Основні поняття
The author introduces the Approximated Optimal Transport (AOT) technique to improve diffusion-based generative models by integrating optimal transport into the training process, resulting in superior image quality and reduced sampling steps. The core thesis is that AOT enhances the performance of diffusion models by reducing curvature in ODE trajectories.
Анотація
The content discusses the introduction of the Approximated Optimal Transport (AOT) technique to enhance diffusion-based generative models. By approximating optimal transport and integrating it into the training process, the models achieve lower curvature in ODE trajectories, leading to improved image quality and reduced sampling steps. The study compares results between traditional diffusion models and those trained with AOT, showcasing significant improvements in FID scores and NFEs. Additionally, the incorporation of AOT in Discriminator Guidance (DG) further boosts model performance. The content provides detailed insights into the methodology, experiments, results, and implications for future research.
- Diffusion models synthesize images through progressive denoising.
- Score functions are crucial for image synthesis in diffusion models.
- EDM introduces advancements for high-quality image synthesis.
- AOT improves model performance by reducing ODE trajectory curvature.
- Sampling hyperparameters impact model performance significantly.

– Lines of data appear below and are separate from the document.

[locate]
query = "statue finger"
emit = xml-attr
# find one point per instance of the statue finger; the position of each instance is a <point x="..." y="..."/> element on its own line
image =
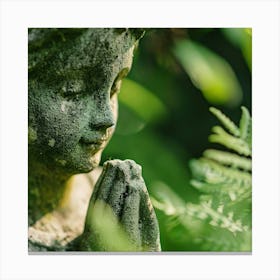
<point x="149" y="224"/>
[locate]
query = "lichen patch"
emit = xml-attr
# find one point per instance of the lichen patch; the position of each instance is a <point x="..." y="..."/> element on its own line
<point x="51" y="142"/>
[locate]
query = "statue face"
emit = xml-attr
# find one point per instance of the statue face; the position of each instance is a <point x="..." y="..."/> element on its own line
<point x="73" y="103"/>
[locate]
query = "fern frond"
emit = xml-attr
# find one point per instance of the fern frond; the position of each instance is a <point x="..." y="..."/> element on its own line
<point x="244" y="125"/>
<point x="229" y="159"/>
<point x="228" y="124"/>
<point x="212" y="172"/>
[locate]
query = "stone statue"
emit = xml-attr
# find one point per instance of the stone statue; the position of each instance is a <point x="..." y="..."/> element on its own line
<point x="74" y="76"/>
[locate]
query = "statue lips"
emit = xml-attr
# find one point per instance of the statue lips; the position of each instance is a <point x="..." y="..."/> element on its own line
<point x="95" y="144"/>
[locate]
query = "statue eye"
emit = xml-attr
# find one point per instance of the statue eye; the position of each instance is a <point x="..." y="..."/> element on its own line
<point x="72" y="89"/>
<point x="115" y="87"/>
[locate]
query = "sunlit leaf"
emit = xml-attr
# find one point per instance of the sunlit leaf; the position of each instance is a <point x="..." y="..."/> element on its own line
<point x="142" y="101"/>
<point x="128" y="121"/>
<point x="211" y="73"/>
<point x="242" y="38"/>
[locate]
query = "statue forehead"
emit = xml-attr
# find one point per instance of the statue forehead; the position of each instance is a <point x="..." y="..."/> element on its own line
<point x="77" y="49"/>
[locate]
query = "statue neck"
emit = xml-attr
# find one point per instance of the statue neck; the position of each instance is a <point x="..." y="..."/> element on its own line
<point x="45" y="190"/>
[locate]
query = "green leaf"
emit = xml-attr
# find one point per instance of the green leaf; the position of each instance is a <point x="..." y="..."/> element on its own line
<point x="228" y="124"/>
<point x="209" y="72"/>
<point x="141" y="101"/>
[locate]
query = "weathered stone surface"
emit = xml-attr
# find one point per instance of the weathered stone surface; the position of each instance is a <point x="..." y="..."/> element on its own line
<point x="121" y="186"/>
<point x="74" y="76"/>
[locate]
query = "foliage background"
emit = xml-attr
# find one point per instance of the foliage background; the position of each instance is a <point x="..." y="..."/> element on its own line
<point x="164" y="118"/>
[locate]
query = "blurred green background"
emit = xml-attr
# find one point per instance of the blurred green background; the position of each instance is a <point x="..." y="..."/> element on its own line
<point x="164" y="119"/>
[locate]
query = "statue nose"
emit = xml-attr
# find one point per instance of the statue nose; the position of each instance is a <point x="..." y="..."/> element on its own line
<point x="102" y="119"/>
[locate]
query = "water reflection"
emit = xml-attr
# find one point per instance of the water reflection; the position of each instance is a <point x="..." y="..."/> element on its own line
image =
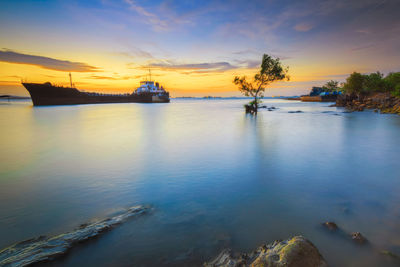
<point x="215" y="176"/>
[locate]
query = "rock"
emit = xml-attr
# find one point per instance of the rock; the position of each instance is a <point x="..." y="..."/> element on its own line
<point x="358" y="238"/>
<point x="390" y="254"/>
<point x="295" y="252"/>
<point x="42" y="249"/>
<point x="330" y="226"/>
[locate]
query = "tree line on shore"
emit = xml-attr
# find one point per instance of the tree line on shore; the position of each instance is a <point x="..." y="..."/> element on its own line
<point x="366" y="84"/>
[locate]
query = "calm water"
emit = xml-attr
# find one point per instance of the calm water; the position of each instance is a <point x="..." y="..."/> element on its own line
<point x="215" y="177"/>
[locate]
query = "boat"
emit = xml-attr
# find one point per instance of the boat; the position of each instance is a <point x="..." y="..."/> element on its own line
<point x="318" y="94"/>
<point x="43" y="94"/>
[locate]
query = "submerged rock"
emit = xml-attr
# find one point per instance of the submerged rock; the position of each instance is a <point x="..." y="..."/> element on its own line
<point x="358" y="238"/>
<point x="390" y="254"/>
<point x="330" y="226"/>
<point x="44" y="248"/>
<point x="295" y="252"/>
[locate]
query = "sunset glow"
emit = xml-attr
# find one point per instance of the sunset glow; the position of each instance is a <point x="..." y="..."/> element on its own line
<point x="193" y="48"/>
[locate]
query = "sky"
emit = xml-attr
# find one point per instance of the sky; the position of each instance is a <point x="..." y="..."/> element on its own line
<point x="193" y="48"/>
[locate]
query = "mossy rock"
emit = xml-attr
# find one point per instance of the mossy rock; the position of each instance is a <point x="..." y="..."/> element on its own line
<point x="294" y="252"/>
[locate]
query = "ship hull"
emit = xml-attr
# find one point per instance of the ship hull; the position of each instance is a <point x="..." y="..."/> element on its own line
<point x="47" y="94"/>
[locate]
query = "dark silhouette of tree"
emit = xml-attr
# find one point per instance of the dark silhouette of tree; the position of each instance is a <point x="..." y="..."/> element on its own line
<point x="331" y="86"/>
<point x="271" y="70"/>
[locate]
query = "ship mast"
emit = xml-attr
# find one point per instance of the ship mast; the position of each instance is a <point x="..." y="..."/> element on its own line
<point x="70" y="79"/>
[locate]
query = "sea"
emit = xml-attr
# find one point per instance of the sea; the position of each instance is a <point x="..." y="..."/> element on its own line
<point x="213" y="176"/>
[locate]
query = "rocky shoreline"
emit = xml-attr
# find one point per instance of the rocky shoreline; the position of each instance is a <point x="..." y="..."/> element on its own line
<point x="297" y="251"/>
<point x="382" y="102"/>
<point x="43" y="249"/>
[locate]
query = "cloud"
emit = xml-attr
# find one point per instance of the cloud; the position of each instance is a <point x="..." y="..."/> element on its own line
<point x="10" y="56"/>
<point x="100" y="77"/>
<point x="303" y="27"/>
<point x="164" y="20"/>
<point x="194" y="67"/>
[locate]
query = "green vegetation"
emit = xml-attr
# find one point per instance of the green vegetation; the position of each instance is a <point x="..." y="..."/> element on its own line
<point x="365" y="84"/>
<point x="271" y="70"/>
<point x="331" y="86"/>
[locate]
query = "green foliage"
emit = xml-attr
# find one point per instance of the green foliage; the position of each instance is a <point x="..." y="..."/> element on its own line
<point x="374" y="82"/>
<point x="354" y="83"/>
<point x="271" y="70"/>
<point x="396" y="91"/>
<point x="331" y="86"/>
<point x="393" y="82"/>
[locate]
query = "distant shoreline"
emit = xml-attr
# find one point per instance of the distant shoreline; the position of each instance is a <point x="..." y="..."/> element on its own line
<point x="13" y="97"/>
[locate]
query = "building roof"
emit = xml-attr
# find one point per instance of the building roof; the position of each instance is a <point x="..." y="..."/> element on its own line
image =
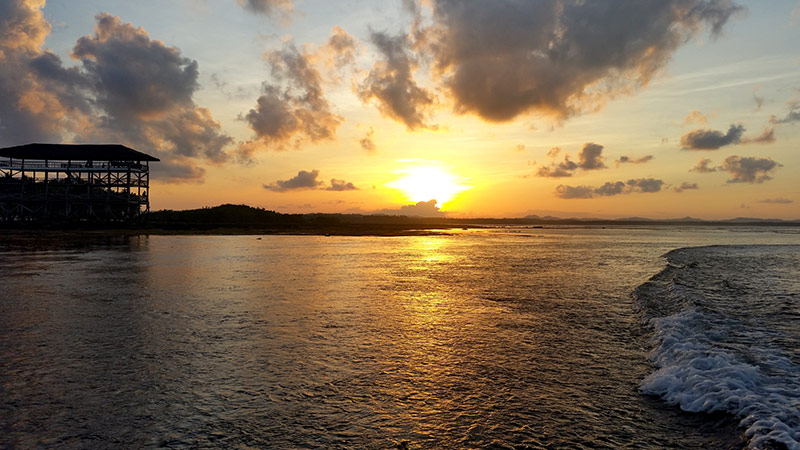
<point x="86" y="152"/>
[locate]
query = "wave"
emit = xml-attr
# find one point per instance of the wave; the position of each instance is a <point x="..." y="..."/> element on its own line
<point x="712" y="353"/>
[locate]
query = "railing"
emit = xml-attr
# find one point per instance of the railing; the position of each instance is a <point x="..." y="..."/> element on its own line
<point x="113" y="165"/>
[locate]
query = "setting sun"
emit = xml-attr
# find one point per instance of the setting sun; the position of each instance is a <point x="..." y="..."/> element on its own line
<point x="423" y="183"/>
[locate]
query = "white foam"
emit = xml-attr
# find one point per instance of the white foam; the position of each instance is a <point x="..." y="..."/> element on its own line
<point x="696" y="371"/>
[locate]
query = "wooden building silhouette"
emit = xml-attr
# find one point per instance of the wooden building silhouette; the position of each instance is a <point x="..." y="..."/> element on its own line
<point x="73" y="183"/>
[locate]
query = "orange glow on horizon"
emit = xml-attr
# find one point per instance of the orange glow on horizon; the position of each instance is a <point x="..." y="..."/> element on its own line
<point x="426" y="182"/>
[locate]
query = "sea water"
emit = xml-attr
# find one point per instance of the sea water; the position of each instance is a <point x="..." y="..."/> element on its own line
<point x="485" y="338"/>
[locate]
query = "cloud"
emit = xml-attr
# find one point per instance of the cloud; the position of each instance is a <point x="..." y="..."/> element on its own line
<point x="303" y="180"/>
<point x="758" y="99"/>
<point x="502" y="59"/>
<point x="126" y="88"/>
<point x="391" y="83"/>
<point x="685" y="186"/>
<point x="294" y="109"/>
<point x="629" y="160"/>
<point x="766" y="137"/>
<point x="420" y="209"/>
<point x="40" y="98"/>
<point x="645" y="185"/>
<point x="611" y="188"/>
<point x="590" y="157"/>
<point x="368" y="142"/>
<point x="704" y="139"/>
<point x="749" y="169"/>
<point x="697" y="117"/>
<point x="274" y="8"/>
<point x="572" y="192"/>
<point x="308" y="180"/>
<point x="340" y="185"/>
<point x="562" y="169"/>
<point x="792" y="116"/>
<point x="777" y="201"/>
<point x="703" y="166"/>
<point x="340" y="49"/>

- Incorporating AOT in DG leads to state-of-the-art FID scores.
Статистика
Specifically, we achieve FID scores of 1.88 with just 27 NFEs and 1.73 with 29 NFEs in unconditional and conditional generations, respectively.
Furthermore, when applying AOT to train the discriminator for guidance, we establish new state-of-the-art FID scores of 1.68 and 1.58 for unconditional and conditional generations, respectively, each with 29 NFEs.
Цитати
"We introduce the Approximated Optimal Transport (AOT) technique."
"Our approach aims to approximate and integrate optimal transport into the training process."